King Charles III was presented with the crown jewels and honors of Scotland on Wednesday, July 5, in a Service of National Thanksgiving.
The service brought some of the grandeur of the Westminster Abbey coronation on May 6, but was blasted by Professor Anne Whitelock on the BBC as a "reduced, imitation coronation" to present the monarch as the "King of Scots."
The academic further added, "[It is] a poor man's re-enactment, where no one actually gets to wear the crown. You're kind of shadowboxing with the past."
His Majesty is the King of the United Kingdom, but due to the monarchy's long history, his position is unique in both England and Scotland. The latter was its own individual kingdom for centuries until the Union of the Crowns, when James VI, King of Scots, claimed the throne of England upon the death of the childless Queen Elizabeth I in 1603. Both kingdoms have been part of Great Britain, which includes Wales and Northern Ireland, ever since.
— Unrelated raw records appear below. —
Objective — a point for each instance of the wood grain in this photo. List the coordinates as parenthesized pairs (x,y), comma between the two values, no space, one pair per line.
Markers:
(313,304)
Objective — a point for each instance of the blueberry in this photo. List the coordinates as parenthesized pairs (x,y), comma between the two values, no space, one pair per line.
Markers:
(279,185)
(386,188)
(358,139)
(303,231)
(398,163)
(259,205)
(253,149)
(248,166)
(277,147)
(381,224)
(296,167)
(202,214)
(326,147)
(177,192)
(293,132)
A separate ceremony in Scotland following the grand coronation in London has been customary since the reign of King Charles I in 1625. After King George IV traveled north to accept the Scottish crown jewels in 1821, the event fell out of favor until Queen Elizabeth II brought it back in 1953.
But King Charles' staging of the service was met with wide scale protests along the streets of Edinburgh. Pro-monarchists also came out in droves to drown out the protests.
The co-leader of the Scottish Greens political party, Lorna Slater, came out fervently against the event and the monarchy. She told an outlet, "It is an out-of-date and undemocratic institution. How can we justify a system that allows one family to enjoy so much unearned wealth and privilege at a time when millions of people have so little?"
Anti-monarchy movements have increased in appearance since the death of Elizabeth II and the accession of Charles III. In spite of this, the ancient institution remains popular with the wider U.K. population. The Prince of Wales recently admitted in an interview that it is "hard for people to understand" what the monarchy does on a day-to-day basis.
The Express reported on Whitelock and Slater's comments.